The Bears got far more than most expected out of Barkley, the third different starting quarterback for the Bears through 11 games (Jay Cutler, Hoyer). They got basically about everything they could have asked for out of a backup, or even a starter for that matter.

“I thought he came out and played well,” said Titans quarterback Marcus Mariota. “He gave his team the best chance to win and that’s all you can really ask for a guy coming in.”

(Hey, maybe the thing to do now is start another faux controversy: Does Jay Cutler get his starting job back when he’s healthy, or do you stay with Barkley? KIDDING!)
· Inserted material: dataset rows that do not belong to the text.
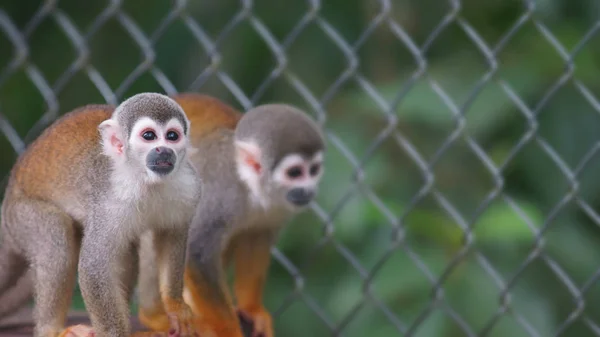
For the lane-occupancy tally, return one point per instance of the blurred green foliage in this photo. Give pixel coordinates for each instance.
(414, 254)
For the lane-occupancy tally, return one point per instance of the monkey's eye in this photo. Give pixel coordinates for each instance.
(149, 135)
(172, 136)
(314, 169)
(294, 172)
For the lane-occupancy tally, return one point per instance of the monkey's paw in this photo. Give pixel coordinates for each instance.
(78, 330)
(182, 322)
(260, 320)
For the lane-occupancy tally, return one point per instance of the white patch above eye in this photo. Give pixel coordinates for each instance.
(160, 131)
(317, 158)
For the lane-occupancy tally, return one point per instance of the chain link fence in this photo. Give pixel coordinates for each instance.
(461, 188)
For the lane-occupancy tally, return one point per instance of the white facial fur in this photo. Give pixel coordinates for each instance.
(137, 148)
(270, 191)
(167, 204)
(306, 179)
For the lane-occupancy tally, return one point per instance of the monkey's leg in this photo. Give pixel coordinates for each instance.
(51, 243)
(206, 287)
(252, 256)
(129, 275)
(151, 312)
(212, 304)
(18, 295)
(171, 255)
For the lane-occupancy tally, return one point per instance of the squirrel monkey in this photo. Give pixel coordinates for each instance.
(79, 198)
(259, 169)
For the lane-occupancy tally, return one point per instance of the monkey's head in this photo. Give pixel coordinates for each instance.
(279, 154)
(148, 133)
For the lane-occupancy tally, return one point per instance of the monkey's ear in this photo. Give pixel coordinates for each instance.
(112, 140)
(248, 157)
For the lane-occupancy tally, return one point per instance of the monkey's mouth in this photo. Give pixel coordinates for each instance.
(161, 167)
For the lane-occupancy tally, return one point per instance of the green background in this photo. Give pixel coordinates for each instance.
(448, 244)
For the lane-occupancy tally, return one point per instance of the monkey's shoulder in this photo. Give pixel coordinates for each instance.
(207, 114)
(69, 144)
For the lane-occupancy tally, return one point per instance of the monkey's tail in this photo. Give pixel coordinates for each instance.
(15, 283)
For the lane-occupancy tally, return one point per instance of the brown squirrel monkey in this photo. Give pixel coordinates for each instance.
(259, 169)
(78, 200)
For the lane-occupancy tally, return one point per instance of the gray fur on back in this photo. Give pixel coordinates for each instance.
(280, 129)
(158, 107)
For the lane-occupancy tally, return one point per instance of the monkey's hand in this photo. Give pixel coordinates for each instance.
(260, 320)
(79, 330)
(181, 319)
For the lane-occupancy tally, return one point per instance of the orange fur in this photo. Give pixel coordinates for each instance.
(211, 316)
(251, 255)
(206, 114)
(47, 172)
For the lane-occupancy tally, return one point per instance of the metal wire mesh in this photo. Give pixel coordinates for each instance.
(178, 12)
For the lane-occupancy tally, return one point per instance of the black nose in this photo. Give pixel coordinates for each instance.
(300, 196)
(161, 160)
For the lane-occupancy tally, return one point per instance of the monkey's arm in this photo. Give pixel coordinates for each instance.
(170, 252)
(205, 281)
(100, 257)
(252, 256)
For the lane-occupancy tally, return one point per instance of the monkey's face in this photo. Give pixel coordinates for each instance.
(158, 148)
(296, 180)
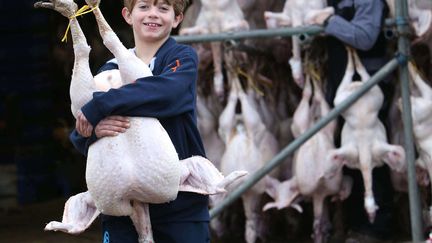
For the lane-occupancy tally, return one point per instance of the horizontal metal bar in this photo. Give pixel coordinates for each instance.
(258, 33)
(279, 158)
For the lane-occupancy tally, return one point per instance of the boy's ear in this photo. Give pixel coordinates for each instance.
(126, 15)
(177, 20)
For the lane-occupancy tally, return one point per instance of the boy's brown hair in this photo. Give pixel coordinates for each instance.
(178, 5)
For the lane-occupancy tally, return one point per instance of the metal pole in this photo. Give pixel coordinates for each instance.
(404, 51)
(279, 158)
(258, 33)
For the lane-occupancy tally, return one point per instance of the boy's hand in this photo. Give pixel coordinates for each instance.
(83, 127)
(112, 126)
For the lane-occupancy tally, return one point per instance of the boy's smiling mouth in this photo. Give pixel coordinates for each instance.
(152, 24)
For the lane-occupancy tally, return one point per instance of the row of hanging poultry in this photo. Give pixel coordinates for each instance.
(250, 105)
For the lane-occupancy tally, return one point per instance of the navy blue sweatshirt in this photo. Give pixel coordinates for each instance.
(169, 96)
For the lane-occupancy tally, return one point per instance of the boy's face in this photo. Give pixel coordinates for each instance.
(152, 20)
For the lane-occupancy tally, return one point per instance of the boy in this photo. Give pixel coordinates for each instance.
(170, 97)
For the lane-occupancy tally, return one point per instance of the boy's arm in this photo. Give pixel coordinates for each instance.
(168, 94)
(363, 30)
(82, 143)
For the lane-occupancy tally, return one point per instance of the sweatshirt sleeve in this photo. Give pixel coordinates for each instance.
(363, 30)
(168, 94)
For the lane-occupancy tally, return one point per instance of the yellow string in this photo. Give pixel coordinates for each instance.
(81, 11)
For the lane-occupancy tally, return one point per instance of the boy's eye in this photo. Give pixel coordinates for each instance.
(143, 6)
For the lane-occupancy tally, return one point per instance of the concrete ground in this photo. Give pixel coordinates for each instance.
(26, 223)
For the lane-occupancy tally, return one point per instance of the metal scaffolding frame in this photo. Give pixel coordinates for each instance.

One takeaway from Sunday is really one that’s been the same pretty much all season. Fox had his team in position to win, playing with fire, at the end of a game with half his starting lineups in sick bay. If management were looking for a referendum on Fox’s leadership and whether his message is still resonating with his players, the referendum passed.

“The results are wins and losses, and the results have not been good,” said Fox, who may not excoriate publicly but neither does he deal in false positives. “As I told the team, [Sunday], it was a pretty gritty, hard-fought game to get back into it. We just have to play better for 60 minutes.”

So are the Bears a team that can play spectacularly for 15 minutes (14 first downs, 217 yards, 14 points in Sunday’s fourth quarter), or a team that can lose leads in fourth quarters (Houston, Indianapolis, Jacksonville), which is what bad teams do? The Bears had chances to win in fourth quarters against the Colts, Texans, Giants and now Tennessee.

Does that make them just another so-so bad team? Or are they closer to good than 2-9 says they are?

You can see whatever you want to see in the 2016 Chicago Bears.